Esqueça-se, por batida, a imagem de doentes gemendo em macas abandonadas nos corredores
de hospitais. Tome-se, por modelar, o programa de combate à
Aids. Vem submetendo parte da
clientela a castigos insondáveis.
Aqui se relatará a saga de quatro neotorturados. Terão os nomes preservados. Sobrevivem à
Aids em Joinville (SC). Aposentados compulsoriamente, recebem
pensões de fome. Serviam-se de
coquetel de remédios ofertado pelo SUS (combinação de 15 tipos de
drogas).
Súbito, os medicamentos perderam o efeito. Como os doentes caminhassem rumo à sepultura, o
médico Luiz Henrique Melo receitou-lhes remédios novos, importados e caros. Coisa de R$
1.600 a R$ 1.800 mensais.
Não constavam da lista do governo. E o SUS refugou a prescrição. Impacientes, os pacientes foram ao Ministério Público. O procurador Davy Lincoln Rocha
comprou-lhes a briga em julho de
2001.
Acionada, a juíza federal Erika
Giovanni Reupke cobrou explicações às autoridades. Lançado ao
porão do SUS, o caso migrou da
seara médica para a jurídica.
Brasília iniciou a tortura. Alegou que só lhe cabe planejar e formular políticas. Não se sente
"obrigada especificamente à prestação dos serviços de saúde" (página 55 do processo judicial).
Santa Catarina deu sequência à
sessão de maus-tratos. Argumentou que União e Estados repassam verbas, "mas o município é
quem será responsável pela garantia da prestação de serviços"
(página 181 dos autos).
Joinville completou o ciclo de
crueldade. "Ora, se cabe ao Ministério da Saúde o registro, a autorização de importação [...], incompetente é o município para
decidir se este ou aquele medicamento deve ser utilizado" (página
67).
Em sentença válida para todo o
país, a juíza Erika Reupke ordenou o fornecimento das drogas.
Sob ameaça de prisão, os agentes
do porão recorreram sucessivas
vezes. Acumularam derrotas.
Um doente, em estágio terminal, desceu à cova. Outros três,
graças aos novos medicamentos,
tiveram a carga viral reduzida a
zero. Passam bem. Um dos medicamentos sonegados (Kaletra) foi
incorporado à lista oficial do SUS.
Outro (Tenofovir) aguarda regularização.
Os pacientes, que já se imaginavam a salvo do pau-de-arara administrativo, voltaram a sentir o
bafo acerbo da burocracia no dia
10 de março. Atendendo a novo
recurso de Brasília, o juiz Teori
Albino Zavaski, presidente do
TRF-4, revogou a sentença que
impusera o fornecimento dos remédios.
Aceitou-se a tese de que a decisão imporia transtornos econômicos incontornáveis ao governo.
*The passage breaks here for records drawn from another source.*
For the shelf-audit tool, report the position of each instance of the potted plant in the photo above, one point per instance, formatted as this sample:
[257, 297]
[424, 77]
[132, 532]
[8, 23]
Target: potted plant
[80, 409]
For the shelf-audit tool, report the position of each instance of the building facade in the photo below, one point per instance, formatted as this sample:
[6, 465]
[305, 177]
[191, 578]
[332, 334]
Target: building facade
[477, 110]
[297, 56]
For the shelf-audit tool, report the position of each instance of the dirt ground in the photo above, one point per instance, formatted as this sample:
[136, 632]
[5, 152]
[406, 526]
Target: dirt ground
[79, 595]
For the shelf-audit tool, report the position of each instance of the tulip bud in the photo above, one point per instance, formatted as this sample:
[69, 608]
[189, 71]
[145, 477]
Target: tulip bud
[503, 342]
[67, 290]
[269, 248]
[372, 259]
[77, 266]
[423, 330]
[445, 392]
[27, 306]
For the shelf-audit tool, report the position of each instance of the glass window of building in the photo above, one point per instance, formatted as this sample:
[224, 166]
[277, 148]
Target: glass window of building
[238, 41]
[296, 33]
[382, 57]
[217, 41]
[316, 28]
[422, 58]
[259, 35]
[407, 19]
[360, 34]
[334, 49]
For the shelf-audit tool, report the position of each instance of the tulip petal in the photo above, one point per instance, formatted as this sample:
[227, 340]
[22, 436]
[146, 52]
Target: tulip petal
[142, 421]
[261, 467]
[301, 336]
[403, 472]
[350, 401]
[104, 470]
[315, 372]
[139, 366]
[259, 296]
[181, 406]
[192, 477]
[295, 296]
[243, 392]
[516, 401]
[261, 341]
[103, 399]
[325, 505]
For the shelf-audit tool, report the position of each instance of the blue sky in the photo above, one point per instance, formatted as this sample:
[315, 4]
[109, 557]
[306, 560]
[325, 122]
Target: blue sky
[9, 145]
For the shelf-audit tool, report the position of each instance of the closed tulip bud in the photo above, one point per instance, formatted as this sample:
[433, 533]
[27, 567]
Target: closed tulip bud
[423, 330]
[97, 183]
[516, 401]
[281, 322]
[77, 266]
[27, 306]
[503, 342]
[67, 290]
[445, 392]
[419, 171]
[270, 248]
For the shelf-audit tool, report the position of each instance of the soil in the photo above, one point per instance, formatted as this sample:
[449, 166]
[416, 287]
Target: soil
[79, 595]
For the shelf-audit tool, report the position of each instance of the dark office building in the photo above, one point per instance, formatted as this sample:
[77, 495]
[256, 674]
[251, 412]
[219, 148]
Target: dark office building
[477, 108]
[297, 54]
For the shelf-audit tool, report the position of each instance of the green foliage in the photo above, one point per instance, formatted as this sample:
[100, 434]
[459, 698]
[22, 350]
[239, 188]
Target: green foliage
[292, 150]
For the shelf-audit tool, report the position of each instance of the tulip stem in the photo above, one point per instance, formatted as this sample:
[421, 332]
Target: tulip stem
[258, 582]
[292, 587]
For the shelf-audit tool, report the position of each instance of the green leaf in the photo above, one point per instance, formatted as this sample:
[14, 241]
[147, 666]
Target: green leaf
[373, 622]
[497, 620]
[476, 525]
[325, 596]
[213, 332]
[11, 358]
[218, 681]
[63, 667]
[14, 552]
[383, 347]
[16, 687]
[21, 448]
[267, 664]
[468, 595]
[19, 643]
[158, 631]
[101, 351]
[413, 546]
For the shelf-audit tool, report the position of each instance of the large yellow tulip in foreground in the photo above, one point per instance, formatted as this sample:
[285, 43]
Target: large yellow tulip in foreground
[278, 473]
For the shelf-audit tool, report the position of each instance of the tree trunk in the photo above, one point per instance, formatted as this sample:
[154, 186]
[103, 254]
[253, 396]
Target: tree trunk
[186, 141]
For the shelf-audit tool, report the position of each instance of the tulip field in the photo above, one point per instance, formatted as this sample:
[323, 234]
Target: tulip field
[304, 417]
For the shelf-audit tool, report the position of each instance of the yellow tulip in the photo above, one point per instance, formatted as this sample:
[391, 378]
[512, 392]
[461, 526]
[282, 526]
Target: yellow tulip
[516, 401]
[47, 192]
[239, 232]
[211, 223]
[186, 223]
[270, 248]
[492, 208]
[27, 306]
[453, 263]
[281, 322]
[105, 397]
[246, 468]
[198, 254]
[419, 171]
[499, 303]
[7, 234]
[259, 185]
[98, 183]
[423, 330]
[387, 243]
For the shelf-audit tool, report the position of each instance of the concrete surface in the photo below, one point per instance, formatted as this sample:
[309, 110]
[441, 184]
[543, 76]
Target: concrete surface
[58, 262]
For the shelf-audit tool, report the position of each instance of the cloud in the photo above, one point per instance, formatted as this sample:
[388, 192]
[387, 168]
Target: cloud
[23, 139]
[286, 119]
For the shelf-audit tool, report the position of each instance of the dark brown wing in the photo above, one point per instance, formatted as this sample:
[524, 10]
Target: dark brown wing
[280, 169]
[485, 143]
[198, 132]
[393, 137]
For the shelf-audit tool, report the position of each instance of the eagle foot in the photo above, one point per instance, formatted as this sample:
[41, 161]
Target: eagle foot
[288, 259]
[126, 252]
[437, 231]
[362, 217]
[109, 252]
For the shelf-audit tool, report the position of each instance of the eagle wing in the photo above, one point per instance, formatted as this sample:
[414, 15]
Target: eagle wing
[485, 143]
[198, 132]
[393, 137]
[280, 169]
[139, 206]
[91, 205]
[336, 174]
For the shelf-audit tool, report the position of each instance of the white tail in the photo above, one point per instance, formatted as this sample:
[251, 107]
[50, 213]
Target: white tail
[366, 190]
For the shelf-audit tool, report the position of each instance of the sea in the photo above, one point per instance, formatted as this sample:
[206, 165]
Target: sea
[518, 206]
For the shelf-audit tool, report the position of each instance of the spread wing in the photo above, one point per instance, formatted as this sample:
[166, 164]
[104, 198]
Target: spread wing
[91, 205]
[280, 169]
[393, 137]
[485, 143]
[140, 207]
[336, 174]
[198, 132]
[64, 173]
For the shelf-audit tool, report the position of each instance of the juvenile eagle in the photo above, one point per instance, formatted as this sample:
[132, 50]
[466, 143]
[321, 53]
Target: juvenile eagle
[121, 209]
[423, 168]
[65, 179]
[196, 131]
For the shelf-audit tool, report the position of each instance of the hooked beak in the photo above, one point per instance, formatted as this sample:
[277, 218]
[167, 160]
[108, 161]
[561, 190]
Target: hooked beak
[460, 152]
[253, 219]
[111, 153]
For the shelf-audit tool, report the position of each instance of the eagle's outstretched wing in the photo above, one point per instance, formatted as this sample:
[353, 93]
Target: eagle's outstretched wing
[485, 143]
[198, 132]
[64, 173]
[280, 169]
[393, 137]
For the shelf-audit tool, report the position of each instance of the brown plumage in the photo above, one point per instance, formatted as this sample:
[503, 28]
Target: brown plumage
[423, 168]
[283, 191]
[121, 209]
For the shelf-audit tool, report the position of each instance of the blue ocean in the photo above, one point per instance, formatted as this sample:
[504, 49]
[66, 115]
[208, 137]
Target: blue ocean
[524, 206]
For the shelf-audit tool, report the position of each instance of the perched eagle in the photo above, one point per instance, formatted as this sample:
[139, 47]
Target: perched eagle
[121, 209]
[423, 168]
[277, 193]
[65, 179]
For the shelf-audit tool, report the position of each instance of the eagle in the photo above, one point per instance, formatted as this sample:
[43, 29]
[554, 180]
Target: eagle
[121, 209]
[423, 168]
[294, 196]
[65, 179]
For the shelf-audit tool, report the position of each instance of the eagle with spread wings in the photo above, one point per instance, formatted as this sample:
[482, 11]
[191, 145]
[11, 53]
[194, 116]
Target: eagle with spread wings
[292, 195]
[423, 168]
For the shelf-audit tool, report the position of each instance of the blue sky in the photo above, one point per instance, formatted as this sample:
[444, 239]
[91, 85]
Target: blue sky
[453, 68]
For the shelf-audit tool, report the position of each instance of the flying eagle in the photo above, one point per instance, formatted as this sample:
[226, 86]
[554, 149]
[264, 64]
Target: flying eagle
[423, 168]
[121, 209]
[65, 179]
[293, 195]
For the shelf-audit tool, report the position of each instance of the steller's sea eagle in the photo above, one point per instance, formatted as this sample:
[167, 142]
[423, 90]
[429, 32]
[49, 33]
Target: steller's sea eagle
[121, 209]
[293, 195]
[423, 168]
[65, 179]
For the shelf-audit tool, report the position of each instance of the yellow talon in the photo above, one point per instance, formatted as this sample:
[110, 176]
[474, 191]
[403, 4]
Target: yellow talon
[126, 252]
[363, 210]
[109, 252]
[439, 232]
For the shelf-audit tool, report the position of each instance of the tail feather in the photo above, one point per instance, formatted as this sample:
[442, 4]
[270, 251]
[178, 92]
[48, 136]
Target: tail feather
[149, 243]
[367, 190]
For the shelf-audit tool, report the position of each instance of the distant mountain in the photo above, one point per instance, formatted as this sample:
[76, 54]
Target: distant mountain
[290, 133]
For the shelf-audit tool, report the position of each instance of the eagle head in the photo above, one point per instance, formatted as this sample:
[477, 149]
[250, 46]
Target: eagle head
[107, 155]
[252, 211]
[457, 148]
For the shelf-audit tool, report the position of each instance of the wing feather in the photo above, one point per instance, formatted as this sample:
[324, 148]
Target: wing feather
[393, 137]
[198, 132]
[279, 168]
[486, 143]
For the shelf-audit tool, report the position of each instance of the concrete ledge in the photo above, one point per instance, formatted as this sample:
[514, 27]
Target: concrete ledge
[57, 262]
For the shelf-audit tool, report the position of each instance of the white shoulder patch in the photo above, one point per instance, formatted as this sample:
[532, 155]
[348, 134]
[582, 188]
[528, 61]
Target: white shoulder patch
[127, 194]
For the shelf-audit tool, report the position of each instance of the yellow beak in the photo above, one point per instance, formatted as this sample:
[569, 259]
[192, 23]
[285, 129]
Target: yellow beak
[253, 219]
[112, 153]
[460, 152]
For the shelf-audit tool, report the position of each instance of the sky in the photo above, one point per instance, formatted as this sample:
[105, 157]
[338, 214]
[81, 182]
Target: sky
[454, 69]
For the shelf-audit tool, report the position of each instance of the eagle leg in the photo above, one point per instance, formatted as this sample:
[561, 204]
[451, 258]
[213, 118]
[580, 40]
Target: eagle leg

O juiz citou na sentença o remédio Kaletra, cuja incorporação à
lista do SUS é fato consumado.
Levado ao pé da letra, o despacho devolverá os pacientes de
Joinville ao corredor da morte.
Como eles, encontram-se pendurados à farmácia do SUS 127 mil
pacientes de Aids. Não passam de
3.000 os casos que reclamam drogas alternativas.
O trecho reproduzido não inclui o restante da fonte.